She chewed on her stogie for a moment, and then flashed a brief smile that never reached her I’ll-kill-you-in-a-blink eyes. “Thank you, Captain. Is there anything else you want of me right now?”

“Plenty, Lieutenant, but duty demands otherwise. Inform your squad that we’re about to engage a Misanthari Swarm and there may be hand-to-hand on multiple decks.”

“I’ll put the iced teams on standby, sir.”

“Hmm. If you need to take command of ship security squads, Lieutenant, you are so authorized. Oh, and liaise with our chief of security, Adjutant Lorrin Tighe.”

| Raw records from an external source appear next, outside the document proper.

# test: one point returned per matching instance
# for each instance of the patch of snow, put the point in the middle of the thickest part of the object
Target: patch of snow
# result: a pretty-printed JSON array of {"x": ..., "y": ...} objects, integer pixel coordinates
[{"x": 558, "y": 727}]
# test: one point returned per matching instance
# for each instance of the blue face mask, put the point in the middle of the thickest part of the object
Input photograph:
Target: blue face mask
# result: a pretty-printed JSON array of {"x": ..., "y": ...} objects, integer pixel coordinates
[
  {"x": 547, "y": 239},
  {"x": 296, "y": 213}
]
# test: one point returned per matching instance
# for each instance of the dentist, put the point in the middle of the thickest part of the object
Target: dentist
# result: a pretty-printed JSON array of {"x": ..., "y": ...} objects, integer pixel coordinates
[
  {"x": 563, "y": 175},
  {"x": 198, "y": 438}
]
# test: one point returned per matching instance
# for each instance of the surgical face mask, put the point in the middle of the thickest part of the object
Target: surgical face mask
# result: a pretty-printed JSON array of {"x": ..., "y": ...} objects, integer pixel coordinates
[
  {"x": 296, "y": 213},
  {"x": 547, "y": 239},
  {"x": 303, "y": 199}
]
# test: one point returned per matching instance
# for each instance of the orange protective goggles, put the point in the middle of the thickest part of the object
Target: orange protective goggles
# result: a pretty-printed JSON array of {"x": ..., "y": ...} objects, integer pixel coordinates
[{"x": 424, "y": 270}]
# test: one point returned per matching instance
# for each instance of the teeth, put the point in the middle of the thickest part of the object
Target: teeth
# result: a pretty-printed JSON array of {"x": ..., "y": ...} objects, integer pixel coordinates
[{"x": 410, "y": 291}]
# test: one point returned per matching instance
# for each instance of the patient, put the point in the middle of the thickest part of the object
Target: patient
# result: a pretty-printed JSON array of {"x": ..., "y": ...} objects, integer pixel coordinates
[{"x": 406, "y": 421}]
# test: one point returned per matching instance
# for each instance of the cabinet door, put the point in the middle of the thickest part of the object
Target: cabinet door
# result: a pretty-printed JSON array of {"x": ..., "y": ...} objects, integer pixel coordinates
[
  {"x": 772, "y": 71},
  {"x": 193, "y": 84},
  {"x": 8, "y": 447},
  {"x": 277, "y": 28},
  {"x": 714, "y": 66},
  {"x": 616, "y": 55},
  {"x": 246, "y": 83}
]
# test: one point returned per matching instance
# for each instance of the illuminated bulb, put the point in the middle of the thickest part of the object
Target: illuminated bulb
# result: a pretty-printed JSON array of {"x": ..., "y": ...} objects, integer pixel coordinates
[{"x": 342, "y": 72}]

“Yes, sir. Where is this adjutant?”

“Passed out drunk in my office, LT. She might need a Spike to come around, but I’m sure you’re well equipped.”

“Yes, sir. Shall I, then?”

“Go on,” Hadrian said, pointing to the office door. “I know, it’s supposed to be a storage cabinet, but I assure you, it is my office, and you’ll find her in there.”

He watched the marine cross the bridge, gaze fixing on the meaty sway of her behind.

Sin-Dour cleared her throat. “We’re about to drop out of T space, Captain. Five minutes.”

Hadrian sat again. “Tammy! Do you have those new beam weapons installed and ready to blaze away?”

“And so begin a galactic war, Captain? Absolutely.”

“Enough with the sulking, Tammy, and free the weapons to my combat specialist.”

“Not a chance,” the AI replied. “He will be busy enough with the turrets, railguns, and missiles. Besides, only I have authorization to use my weapons.”

“I am not happy about that, Tammy.”

“Oh boo hoo. I’d show you my virtual violin but it’s submolecular.”

Sweepy reappeared with a still-unconscious and now mostly naked adjutant slung over one shoulder. “Captain, I think I’ll just drop her off at sickbay on my way down. She’d need five Spikes just to come around and that’d be a waste. Permission to assume overall command of ship security.”

“Granted, Sweepy. Best get on with it, too.”

As she passed him, Hadrian raised a hand. “Oh, by the way, Lieutenant, I understand that what you discovered in my office might seem, well, a contravention of regulations and, indeed, decorum. But I assure you, it’s only half as bad as you think.”

She studied him, plucked out her stogie, and said, “Captain. I’m on a vessel in the Terran Space Fleet, which is just a puffed-up name for fucking Navy mop-pushers, if you’ll excuse the expression. So … no, I have no opinion, sir, none at all.”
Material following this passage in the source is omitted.